Köhler: "The expellees' culture and history is part of German identity"
Poland's conservative premier, Jaroslaw Kaczynski, criticized Köhler's appearance at the annual remembrance day for the 12 million Germans who fled or were expelled from Eastern Europe after World War II.
He called Köhler's speech "one of these unsettling events that have taken place recently in Germany."
Speaking to some 2,000 guests of the League of German Expellees, Köhler made an appeal for increased dialogue within a greater European context. He recognized the concerns that have sprung up in Poland, particularly following the opening of a controversial exhibit on German and other expellees in Berlin in early August.

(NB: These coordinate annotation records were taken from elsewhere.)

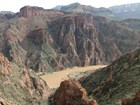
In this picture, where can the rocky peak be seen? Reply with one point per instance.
(72, 93)
(30, 11)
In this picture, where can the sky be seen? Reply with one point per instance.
(15, 5)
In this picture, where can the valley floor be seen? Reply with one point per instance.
(54, 79)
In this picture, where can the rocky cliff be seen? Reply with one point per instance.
(71, 92)
(118, 81)
(20, 86)
(134, 101)
(48, 40)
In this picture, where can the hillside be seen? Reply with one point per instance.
(20, 86)
(118, 81)
(87, 9)
(49, 40)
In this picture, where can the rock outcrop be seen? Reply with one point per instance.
(71, 92)
(48, 40)
(134, 101)
(29, 11)
(21, 85)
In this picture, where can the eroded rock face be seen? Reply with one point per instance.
(21, 85)
(29, 11)
(134, 101)
(71, 92)
(48, 40)
(5, 68)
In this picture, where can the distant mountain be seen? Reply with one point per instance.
(58, 7)
(6, 12)
(79, 8)
(127, 11)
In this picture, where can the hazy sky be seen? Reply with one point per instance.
(15, 5)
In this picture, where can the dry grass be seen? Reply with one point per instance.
(54, 79)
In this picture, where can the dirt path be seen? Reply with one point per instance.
(54, 79)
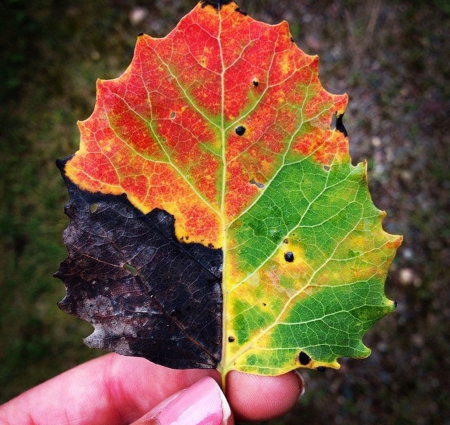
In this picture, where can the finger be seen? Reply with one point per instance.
(256, 398)
(201, 403)
(109, 390)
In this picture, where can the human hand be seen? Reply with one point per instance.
(117, 390)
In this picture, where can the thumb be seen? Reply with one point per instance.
(200, 404)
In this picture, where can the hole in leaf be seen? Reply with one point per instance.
(217, 4)
(131, 269)
(289, 256)
(260, 185)
(240, 11)
(240, 131)
(304, 358)
(340, 124)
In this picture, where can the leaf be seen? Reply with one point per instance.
(216, 218)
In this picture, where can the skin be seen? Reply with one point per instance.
(118, 390)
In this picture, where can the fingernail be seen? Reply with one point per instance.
(203, 403)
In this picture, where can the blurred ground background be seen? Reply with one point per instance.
(391, 57)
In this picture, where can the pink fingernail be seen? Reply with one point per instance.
(201, 404)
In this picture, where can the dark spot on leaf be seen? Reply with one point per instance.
(289, 256)
(240, 11)
(304, 358)
(258, 184)
(240, 131)
(340, 125)
(216, 4)
(131, 269)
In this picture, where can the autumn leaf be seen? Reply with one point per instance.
(216, 219)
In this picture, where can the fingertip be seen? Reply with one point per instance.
(253, 397)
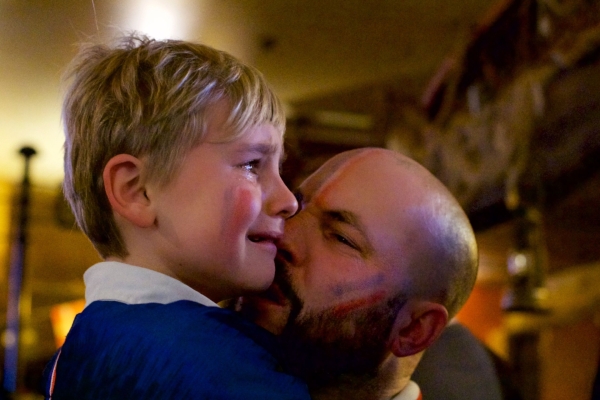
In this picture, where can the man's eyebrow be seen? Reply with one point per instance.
(349, 218)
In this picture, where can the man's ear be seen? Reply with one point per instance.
(124, 186)
(418, 324)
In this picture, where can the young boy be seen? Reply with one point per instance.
(172, 158)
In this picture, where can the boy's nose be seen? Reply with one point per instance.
(282, 201)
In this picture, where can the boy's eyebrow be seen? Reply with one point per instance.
(262, 148)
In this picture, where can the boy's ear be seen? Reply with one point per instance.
(418, 324)
(125, 189)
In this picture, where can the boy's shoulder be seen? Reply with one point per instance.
(180, 350)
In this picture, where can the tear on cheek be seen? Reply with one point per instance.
(242, 206)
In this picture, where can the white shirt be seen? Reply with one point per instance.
(410, 392)
(129, 284)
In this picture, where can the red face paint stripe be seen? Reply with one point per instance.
(345, 308)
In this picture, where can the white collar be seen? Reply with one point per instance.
(129, 284)
(410, 392)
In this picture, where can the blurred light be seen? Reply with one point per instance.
(62, 317)
(159, 19)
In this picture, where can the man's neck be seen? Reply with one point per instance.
(389, 380)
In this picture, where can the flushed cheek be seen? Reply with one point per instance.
(241, 208)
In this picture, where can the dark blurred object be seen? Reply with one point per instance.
(460, 367)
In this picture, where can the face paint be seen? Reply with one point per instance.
(344, 308)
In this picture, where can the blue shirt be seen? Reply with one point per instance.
(144, 348)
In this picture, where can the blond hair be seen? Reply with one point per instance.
(149, 99)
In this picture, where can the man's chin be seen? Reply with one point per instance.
(265, 312)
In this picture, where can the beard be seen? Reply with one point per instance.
(324, 348)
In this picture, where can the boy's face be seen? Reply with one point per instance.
(218, 220)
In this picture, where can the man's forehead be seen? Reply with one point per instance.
(332, 174)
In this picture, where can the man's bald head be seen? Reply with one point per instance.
(433, 232)
(369, 269)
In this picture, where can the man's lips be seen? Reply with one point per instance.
(274, 295)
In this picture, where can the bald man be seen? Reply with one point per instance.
(370, 270)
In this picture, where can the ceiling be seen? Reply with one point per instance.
(305, 48)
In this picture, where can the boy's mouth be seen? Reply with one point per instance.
(270, 237)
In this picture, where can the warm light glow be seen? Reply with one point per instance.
(159, 19)
(62, 317)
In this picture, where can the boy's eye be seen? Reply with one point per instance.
(251, 166)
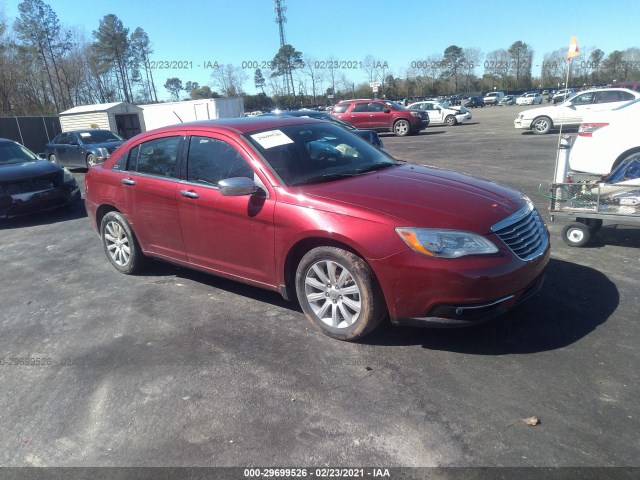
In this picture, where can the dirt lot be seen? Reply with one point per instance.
(177, 368)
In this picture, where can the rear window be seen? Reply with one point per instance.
(340, 108)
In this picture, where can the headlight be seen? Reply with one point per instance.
(445, 243)
(67, 177)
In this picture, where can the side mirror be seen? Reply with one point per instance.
(237, 186)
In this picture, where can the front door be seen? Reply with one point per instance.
(233, 235)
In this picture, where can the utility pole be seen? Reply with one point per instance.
(280, 19)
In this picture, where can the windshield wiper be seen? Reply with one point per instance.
(325, 178)
(376, 166)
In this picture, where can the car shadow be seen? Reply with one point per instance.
(71, 212)
(158, 268)
(564, 311)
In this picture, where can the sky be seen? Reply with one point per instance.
(244, 33)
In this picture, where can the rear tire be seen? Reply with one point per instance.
(339, 293)
(120, 243)
(91, 160)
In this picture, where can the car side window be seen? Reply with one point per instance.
(584, 99)
(211, 160)
(156, 157)
(375, 107)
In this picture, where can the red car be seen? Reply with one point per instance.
(308, 209)
(381, 116)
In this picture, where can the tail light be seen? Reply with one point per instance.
(587, 129)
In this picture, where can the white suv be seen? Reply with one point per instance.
(606, 140)
(570, 113)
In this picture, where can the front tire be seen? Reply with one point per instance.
(576, 234)
(120, 243)
(401, 128)
(339, 293)
(541, 125)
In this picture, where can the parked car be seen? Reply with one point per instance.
(507, 100)
(492, 98)
(563, 94)
(570, 113)
(381, 116)
(29, 184)
(442, 113)
(370, 136)
(82, 148)
(529, 99)
(304, 207)
(607, 140)
(473, 102)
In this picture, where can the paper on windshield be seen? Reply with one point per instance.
(272, 138)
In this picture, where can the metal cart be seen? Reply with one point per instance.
(590, 204)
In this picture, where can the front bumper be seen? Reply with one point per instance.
(464, 315)
(452, 292)
(19, 204)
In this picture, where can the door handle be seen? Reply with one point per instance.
(189, 194)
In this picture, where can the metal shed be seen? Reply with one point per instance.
(122, 118)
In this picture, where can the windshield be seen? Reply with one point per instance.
(11, 152)
(99, 136)
(318, 152)
(394, 105)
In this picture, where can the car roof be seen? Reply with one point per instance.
(241, 125)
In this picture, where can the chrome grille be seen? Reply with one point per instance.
(524, 233)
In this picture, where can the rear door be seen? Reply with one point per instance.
(233, 235)
(150, 179)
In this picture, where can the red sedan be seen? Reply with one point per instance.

"We shouldn't ignore these concerns," he said. "We should take them seriously, even if we consider them unfounded. There is no doubt what the cause of escape and expulsion was: The unjust national-socialist regime and World War II, which Germany started."
Expellees "part of German identity"
Jaroslaw Kaczynski, right, was appointed PM by his twin brother, President Lech Kaczynski
The League of German Expellees, chaired by Erika Steinbach from the conservative party CDU, has celebrated "Home Day" since 1950. The event recalls the fate of Germans who fled from the Soviet army when World War II ended, or were expelled from former German territories when Europe's borders were redrawn following the war.
Kaczynski was referring to the League when he said, "There is a large government-supported group in Germany that constantly brings up the Polish territories that used to belong to Germany."
If there were a similar organization in Poland that demanded the return of parts of the Ukraine, Belarus or Lithuania, Warsaw would face serious political consequences, added Kaczynski.
"We just want the principle of symmetry to be applied here so that everyone is treated the same," he said.
Köhler said that Germany's former territories to the east were part of his country's cultural heritage, even if irrevocably no longer part of Germany and that the culture and history of the expellees was part of German identity.
Kaczynski's opinion not the only one in Poland
According to a Monday article in the Warsaw daily Gazeta Wyborcza, Kaczynski's statements may not be representative of the Polish media or his country's population.
Erika Steinbach has advocated for a permanent expellee center in Berlin
Köhler's words "were positive, from the Polish perspective," wrote the paper, because "he began with Sept. 1, 1939 as the beginning of the expulsions. Secondly, he emphasized the integration of the expellees and not remembrance of German suffering."
Hitler's army invaded Poland on Sept. 1, 1939, starting World War II.
Köhler also mentioned the Danzig Declaration, signed in October 2003 by his predecessor Johannes Rau and Poland's former president Aleksander Kwasniewski. The document represents a formal withdrawal of compensation claims and mutual accusations of guilt between the neighboring countries.
A summer of tension
Communication between Polish and German government leaders has been taut this summer and emotions have run high after a series of toe-stepping events.The string of offending incidents include a satire in a German newspaper that called Polish President Lech Kaczynski "a potato," the Berlin exhibition on expulsion, and Günter Grass' public confession of membership in the feared Nazi Waffen SS.